Define Your Projects

When you have defined your goal, you need to come up with several project ideas that can help you reach that goal. Brainstorming ideas and dreaming about how successful they will be is very alluring and many people spend their entire lifetime in this stage. As a beginner there is an easy way to cut directly to the chase: Follow in the footsteps of someone who has already achieved a goal similar to yours. If you’re already a seasoned veteran you can skip ahead to the next section.

Allow yourself one hour – definitely not more – of online research to find a mentor that you can follow. Start searching at Amazon.com for books on your subject. While there are literally thousands of ebooks on every conceivable subject, the hurdle to have a book published and distributed by Amazon eliminates most of the junk for you. Also scan a dozen or so blogs that cover your topic.
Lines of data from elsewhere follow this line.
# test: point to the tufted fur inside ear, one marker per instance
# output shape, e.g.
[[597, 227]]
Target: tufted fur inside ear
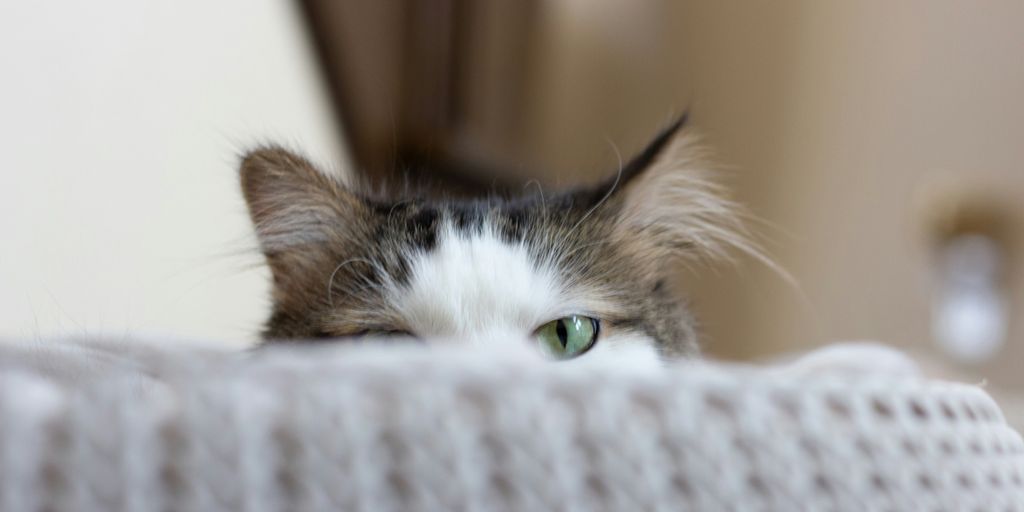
[[670, 207], [292, 203]]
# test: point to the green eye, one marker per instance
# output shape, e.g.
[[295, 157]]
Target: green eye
[[567, 337]]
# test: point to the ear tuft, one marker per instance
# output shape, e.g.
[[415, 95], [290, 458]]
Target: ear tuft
[[672, 208], [291, 202]]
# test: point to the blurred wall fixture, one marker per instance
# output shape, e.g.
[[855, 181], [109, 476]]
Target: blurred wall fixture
[[970, 310]]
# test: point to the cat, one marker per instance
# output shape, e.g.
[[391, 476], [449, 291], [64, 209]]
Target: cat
[[581, 273]]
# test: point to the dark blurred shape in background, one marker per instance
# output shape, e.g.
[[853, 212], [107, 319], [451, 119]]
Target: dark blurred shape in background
[[836, 123], [878, 141]]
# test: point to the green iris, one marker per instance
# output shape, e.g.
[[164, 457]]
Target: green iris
[[567, 337]]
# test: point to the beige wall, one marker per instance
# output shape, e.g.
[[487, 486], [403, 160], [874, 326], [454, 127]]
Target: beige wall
[[120, 128], [833, 119]]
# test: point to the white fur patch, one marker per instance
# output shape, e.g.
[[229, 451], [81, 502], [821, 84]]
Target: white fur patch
[[477, 288]]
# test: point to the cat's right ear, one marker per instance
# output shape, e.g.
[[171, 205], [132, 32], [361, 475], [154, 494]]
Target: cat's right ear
[[292, 203]]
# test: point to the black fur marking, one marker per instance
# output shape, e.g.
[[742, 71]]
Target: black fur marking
[[649, 154]]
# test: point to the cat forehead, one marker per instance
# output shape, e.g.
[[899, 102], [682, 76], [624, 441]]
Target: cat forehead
[[526, 219], [478, 282]]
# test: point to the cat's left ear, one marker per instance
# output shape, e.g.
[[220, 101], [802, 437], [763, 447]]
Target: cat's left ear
[[668, 206]]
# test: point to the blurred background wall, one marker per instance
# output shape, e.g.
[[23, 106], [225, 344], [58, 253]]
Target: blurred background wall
[[865, 135], [120, 127]]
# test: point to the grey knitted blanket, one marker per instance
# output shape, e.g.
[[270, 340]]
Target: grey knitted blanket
[[364, 429]]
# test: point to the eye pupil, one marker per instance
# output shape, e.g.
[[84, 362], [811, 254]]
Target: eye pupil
[[563, 334], [567, 337]]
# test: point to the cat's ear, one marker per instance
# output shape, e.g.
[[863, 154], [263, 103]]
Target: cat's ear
[[668, 205], [293, 205]]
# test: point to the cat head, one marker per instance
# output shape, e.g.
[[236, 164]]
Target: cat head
[[584, 270]]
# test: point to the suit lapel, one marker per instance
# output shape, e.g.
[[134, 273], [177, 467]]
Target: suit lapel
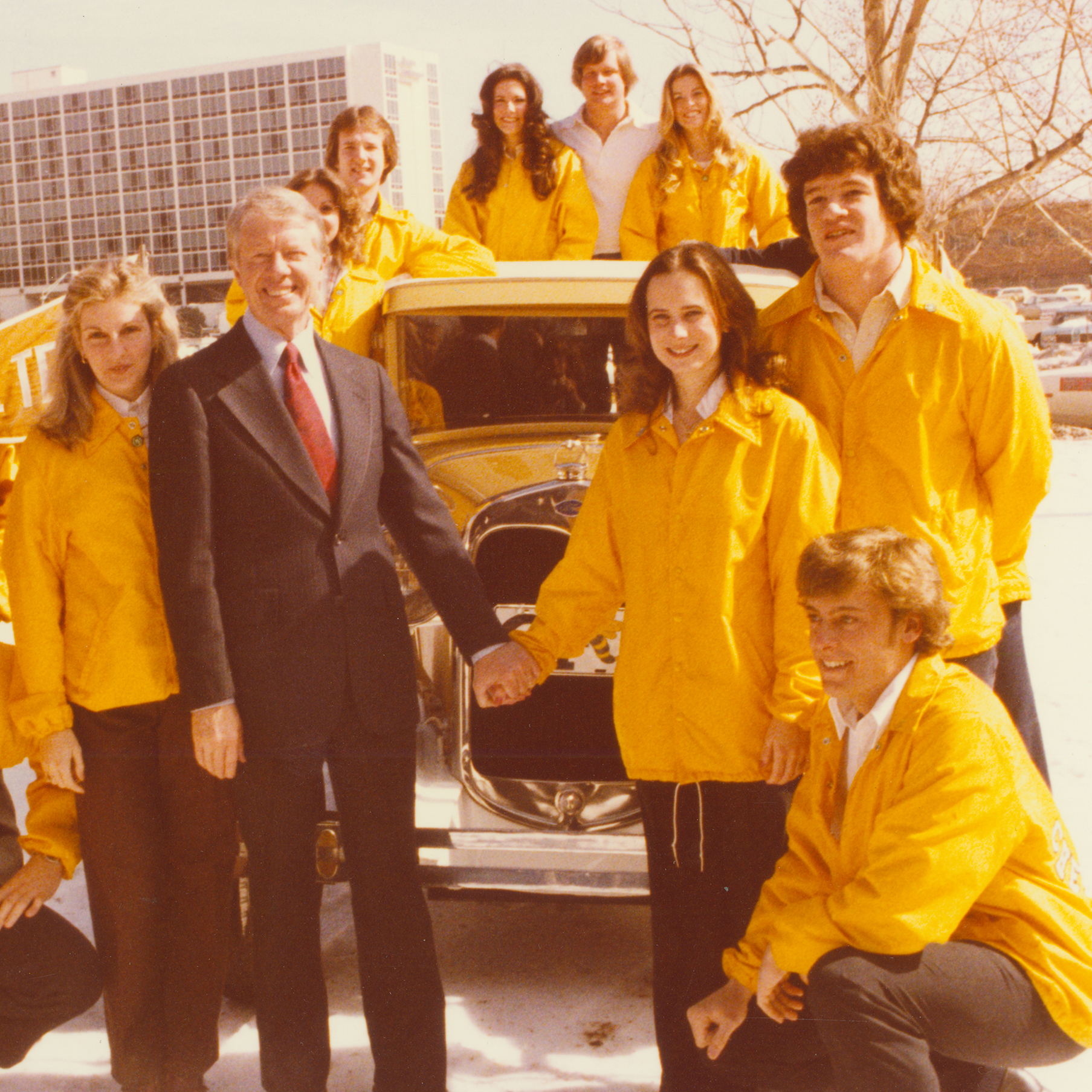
[[250, 398], [354, 398]]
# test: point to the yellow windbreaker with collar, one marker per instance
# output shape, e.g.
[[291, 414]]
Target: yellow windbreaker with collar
[[943, 434], [713, 204], [81, 560], [700, 542], [948, 833], [515, 224]]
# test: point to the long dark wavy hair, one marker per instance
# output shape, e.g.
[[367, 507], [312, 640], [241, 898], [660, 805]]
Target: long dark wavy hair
[[351, 226], [538, 154], [645, 381]]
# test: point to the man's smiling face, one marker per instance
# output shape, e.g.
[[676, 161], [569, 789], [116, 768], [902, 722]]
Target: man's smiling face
[[847, 221]]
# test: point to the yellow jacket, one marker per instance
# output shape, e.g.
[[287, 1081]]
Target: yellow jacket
[[81, 560], [515, 224], [701, 544], [710, 204], [944, 434], [948, 833]]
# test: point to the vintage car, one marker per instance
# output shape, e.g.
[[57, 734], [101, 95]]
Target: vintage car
[[508, 384]]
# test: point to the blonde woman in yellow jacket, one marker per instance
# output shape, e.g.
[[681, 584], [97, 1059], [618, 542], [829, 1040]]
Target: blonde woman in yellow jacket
[[700, 184], [95, 686], [708, 488], [931, 898], [522, 193]]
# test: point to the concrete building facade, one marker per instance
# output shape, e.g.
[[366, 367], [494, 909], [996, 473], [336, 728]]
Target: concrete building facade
[[93, 169]]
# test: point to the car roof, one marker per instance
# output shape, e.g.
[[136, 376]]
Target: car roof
[[553, 288]]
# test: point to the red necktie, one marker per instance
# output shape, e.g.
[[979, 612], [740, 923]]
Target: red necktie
[[312, 430]]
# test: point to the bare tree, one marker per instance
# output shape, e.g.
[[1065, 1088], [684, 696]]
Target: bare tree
[[996, 95]]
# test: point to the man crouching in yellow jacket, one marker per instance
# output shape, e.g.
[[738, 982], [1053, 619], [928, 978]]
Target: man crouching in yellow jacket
[[928, 928]]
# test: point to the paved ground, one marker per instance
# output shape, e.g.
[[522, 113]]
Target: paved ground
[[556, 996]]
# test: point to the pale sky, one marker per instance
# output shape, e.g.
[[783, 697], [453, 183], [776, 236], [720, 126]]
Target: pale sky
[[112, 39]]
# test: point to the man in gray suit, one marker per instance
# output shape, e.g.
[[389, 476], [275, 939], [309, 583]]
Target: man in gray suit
[[277, 461]]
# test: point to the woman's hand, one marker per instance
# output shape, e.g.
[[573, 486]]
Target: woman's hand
[[779, 998], [784, 752], [28, 891], [505, 676], [62, 760], [714, 1020]]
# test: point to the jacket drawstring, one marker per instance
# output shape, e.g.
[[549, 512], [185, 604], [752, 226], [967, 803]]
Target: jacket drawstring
[[701, 827]]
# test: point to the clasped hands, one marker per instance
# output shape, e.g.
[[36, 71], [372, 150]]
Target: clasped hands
[[714, 1020], [505, 676]]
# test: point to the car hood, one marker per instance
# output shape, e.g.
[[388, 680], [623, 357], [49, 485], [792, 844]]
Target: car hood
[[470, 467]]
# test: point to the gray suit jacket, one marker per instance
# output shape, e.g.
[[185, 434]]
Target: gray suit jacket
[[273, 598]]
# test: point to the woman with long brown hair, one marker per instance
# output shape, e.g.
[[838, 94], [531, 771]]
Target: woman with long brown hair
[[708, 488], [522, 193], [95, 685], [700, 183]]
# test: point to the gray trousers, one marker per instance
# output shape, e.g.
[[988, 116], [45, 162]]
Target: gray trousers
[[952, 1018]]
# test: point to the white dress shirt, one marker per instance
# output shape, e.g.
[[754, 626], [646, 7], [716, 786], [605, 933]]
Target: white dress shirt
[[865, 732], [610, 165], [271, 346], [707, 407], [882, 309], [139, 407]]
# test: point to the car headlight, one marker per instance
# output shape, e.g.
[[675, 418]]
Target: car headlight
[[418, 604]]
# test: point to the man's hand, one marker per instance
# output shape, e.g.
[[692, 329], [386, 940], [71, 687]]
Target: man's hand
[[779, 998], [28, 891], [218, 740], [62, 760], [505, 676], [784, 752], [714, 1020]]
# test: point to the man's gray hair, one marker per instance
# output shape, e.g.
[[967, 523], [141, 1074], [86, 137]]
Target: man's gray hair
[[280, 205]]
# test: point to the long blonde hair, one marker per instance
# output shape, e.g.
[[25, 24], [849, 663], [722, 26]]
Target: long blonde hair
[[673, 139], [69, 411]]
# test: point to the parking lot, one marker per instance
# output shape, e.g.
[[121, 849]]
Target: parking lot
[[554, 995]]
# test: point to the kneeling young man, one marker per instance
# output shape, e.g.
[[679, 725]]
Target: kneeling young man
[[928, 928]]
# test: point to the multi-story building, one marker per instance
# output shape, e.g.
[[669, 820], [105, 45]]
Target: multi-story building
[[93, 169]]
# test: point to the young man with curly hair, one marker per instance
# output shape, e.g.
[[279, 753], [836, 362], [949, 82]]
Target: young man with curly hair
[[928, 928], [928, 391]]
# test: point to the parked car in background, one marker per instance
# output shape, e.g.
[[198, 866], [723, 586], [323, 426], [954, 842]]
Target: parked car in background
[[1066, 373], [1079, 293], [1018, 293]]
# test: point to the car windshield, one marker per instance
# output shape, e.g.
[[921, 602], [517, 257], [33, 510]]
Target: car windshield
[[485, 368]]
Don’t get sucked in, just look for names that keep coming up in multiple blogs, and frequent linking to the same authority blogs.

Once you have found your one mentor purchase their beginner’s book, ebook or ecourse. It is very important at this stage to stick with one mentor and one information resource. There is a cacophony of contradictory voices out there and as a newcomer to the subject you have no way to evaluate who is right and who is wrong. Trust your gut instinct when you selected your mentor and stick with it through the duration of your project. Do not switch horses midstream. That will cause you to lose your focus and bring you back to square one.

As you’re reading your new book or ecourse, make notes of projects that your mentor recommends and which you think you can accomplish.

Evaluate Your Projects

When you have several potential projects that can bring you closer to your goal you need a systematic way to select which one to implement first. Create a list of evaluation criteria. There is no right or wrong evaluation criteria, but each item should be important to you. Here is my list:

  • Size of market
  • Proven market
  • Cost to reach prospects
  • Profit per item sold
  • Complimentary products available for upsell and back-end
  • Competition
  • Startup cost ($)
  • Your attention required for startup
  • Your attention required ongoing
  • Your passion for the project
  • Strategic fit

For each project, answer each evaluation criteria with one or two sentences. Then assign a value from 1 to 5 to each, where 1 is bad and 5 is excellent. With this scale a very large market would get a 5 (excellent) while a very high startup cost would get a 1 (bad).

Do not spend more than 2 hours on this. Too many projects never get off the ground because they are analyzed to death. Read the headline of this article again.

Once you have assigned values to each criteria for all of your projects, you simply add up all the numbers for each project. And the project with the highest total score is the one you should start with. Once you are comfortable with this evaluation methodology you can assign different weights to the evaluation criteria. For example, if you are low on cash reserves the Startup cost criteria may the most important to you. Then you can multiply the 1-5 score for this particular criteria by 2 or 3 to give it more weight in the overall score.

Approaching your projects systematically like this has several benefits:

  1. The likelihood of you selecting the best project is much higher.
  2. You have justified to yourself why you selected this project. When you’re having a hard time and you’re doubting if you’re really doing the right thing, go back to your notes and reinforce the reasons for selecting this project.
  3. Keep your list of evaluated projects. Each time you have a new idea for a project, evaluate it using the same criteria and compare it to the other projects. Each time you complete a project you know which one to tackle next.

Complete Your Projects

The fact that you have a large list of potential projects does not give you a license to jump between them. Focus your full attention on your current project and see it through to the end. Finish it even if you come up with a new project idea that scores much higher than the one you’re currently working on.

Even with this systematic approach not all your projects will be successful. Learning to fail and learning from your failures is also very important. And if you never complete your projects you are guaranteed to never be successful.